It is often observed that every presheaf topos has enough projectives, as a corollary of the result that representables are projective and every presheaf is a colimit of representables. We also have that every topos has enough injectives.
In this paper, it is shown over the course of the first two sections that a localic topos $Sh(L)$ has enough projectives if and only if $L$ has a base of 'dislocable' objects.
On the other hand, there are certainly sheaf toposes without enough projectives: the references in this question suggest some examples even amongst toposes of sheaves on topological spaces.
I would like to know whether there exists a reference characterising when $Sh(\mathcal{C},J)$ has enough projectives. Note that I am not looking for projectives in any internal category of modules, but in the set-valued sheaf topos. Of course, a characterisation for elementary toposes would be equally welcome.
I should note that this is a harder invariant of toposes to deal with than many, since the degenerate subtopos of any topos trivially has enough projectives, so there is no largest Grothendieck topology which ensures having enough projectives.
Update: Having recently rediscovered an interest in this question, I obtained the following result.
Lemma: A Grothendieck topos $\mathcal{E}$ has enough projectives if and only if it has a separating set of projective objects.
Proof: Consider an arbitrary separating set of objects $H$; each object of $H$ admits a jointly epic family of morphisms from projective objects by assumption.
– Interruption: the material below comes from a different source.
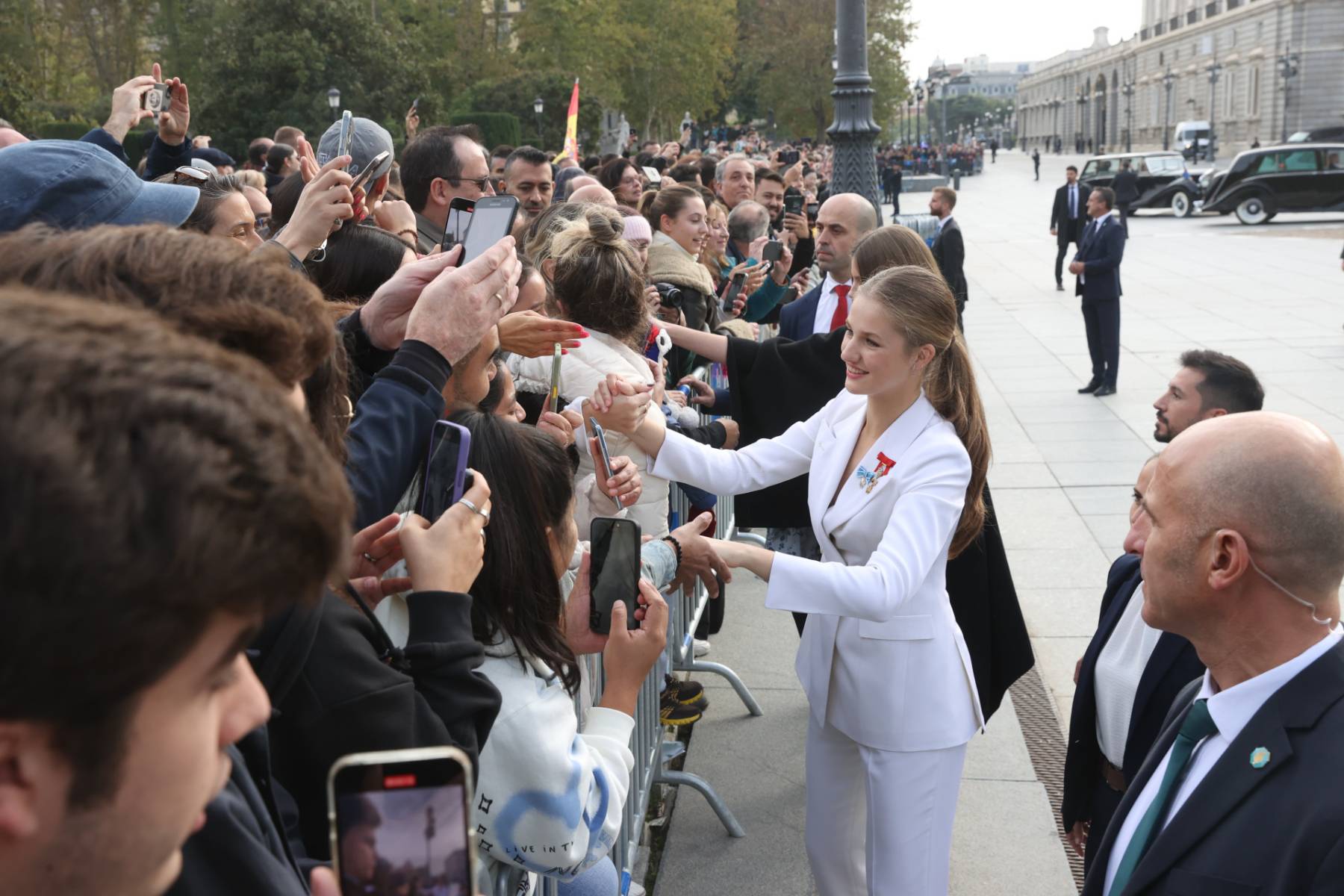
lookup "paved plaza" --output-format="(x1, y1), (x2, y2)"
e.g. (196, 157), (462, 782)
(656, 152), (1344, 896)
Since a coproduct of projective objects is projective (which we can verify directly from the universal properties of coproducts and projectives), each such family can be taken to contain just a single object, and this set $G$ of projective covers of objects in $H$ is a separating set for the topos. $\square$
This suggests that it may be possible to obtain a site-theoretic characterisation of toposes with enough projectives after all.